Author: Julie Andrews (with Emma Walton Hamilton)
Genre: Autobiography
Page Count: 352
Published: 15 October 2019


In this follow-up to her critically acclaimed and bestselling memoir Home, the enchanting Julie Andrews picks up her story with her arrival in Hollywood, sharing the career highlights, personal experiences and reflections behind her astonishing career, including such classics as Mary Poppins, The Sound of Music, Victor/Victoria and many others.

In Home Work, Julie describes her years in Hollywood – from the incredible highs to the challenging lows. Not only does she detail her work in now-classic films and her collaborations with giants of cinema and television; she also unveils her personal story of adjusting to a new and often daunting world, dealing with the demands of unimaginable success, being a new mother, moving on from her first marriage, embracing two stepchildren, adopting two more children, and falling in love with the brilliant and mercurial Blake Edwards. The pair worked together in numerous films, culminating in Victor/Victoria, the gender-bending comedy that garnered multiple Oscar nominations.

Home Work Julie Andrews

The thing I loved most about this book was the little anecdotes, the unique insights and details into Hollywood. As well as talking about her own journey through Hollywood, she talks about the actual creation of the films, and a lot of the behind-the-scenes work that went into the films. Her descriptions of the filming process for The Sound of Music and Mary Poppins were fascinating, and I loved her stories about the journeys she went on in order to connect with the characters she was playing. 

One thing that very much stands out in the book is how nice Julie Andrews clearly is. I wasn’t expecting to read horror stories of Hollywood, or insults of particular actors, but she is generally extremely generous in her descriptions of people she comes across and is very polite about everyone. There is a feeling of keeping the reader at arms length a little throughout the book, which I do understand to some extent, and although she does talk about very personal matters, such as her husband’s struggle with self-medicating and her young brother’s drug abuse, the tone is very to-the-point. I don’t know how intentional that is, but it felt almost disconnected at times. Saying that, I appreciate that she has always been a very private person, and the way in which she tends to state facts rather than get over-emotional in the book is evident.
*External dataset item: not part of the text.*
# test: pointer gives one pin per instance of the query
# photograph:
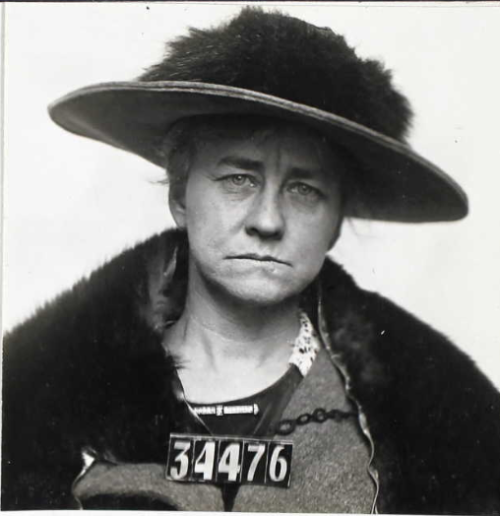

I do applaud how open and honest she was when she talked about how she struggled with juggling family life, being a new mother and keeping up with her hectic schedule. 

I really enjoyed the excerpts from her diaries which she included throughout the book, particularly from her time in Vietnam. 

The detail in this book is absolutely amazing. Julie Andrews has had such an incredible career and her story is so unique, it’s a really fascinating read. This is not a book involving any Hollywood scandal, other than a brief mention of drugs, but it is a story of gratitude, and of family and love. The highlights are definitely the tales of filming her various films, and I love the photos she chose to include.

I think the fact I was lucky enough to go to A Conversation With Dame Julie Andrews made the book more enjoyable, as several of the anecdotes in the book were told during the course of the afternoon, and so I could picture them more vividly, and being able to visualise her telling the stories herself, which made them more special.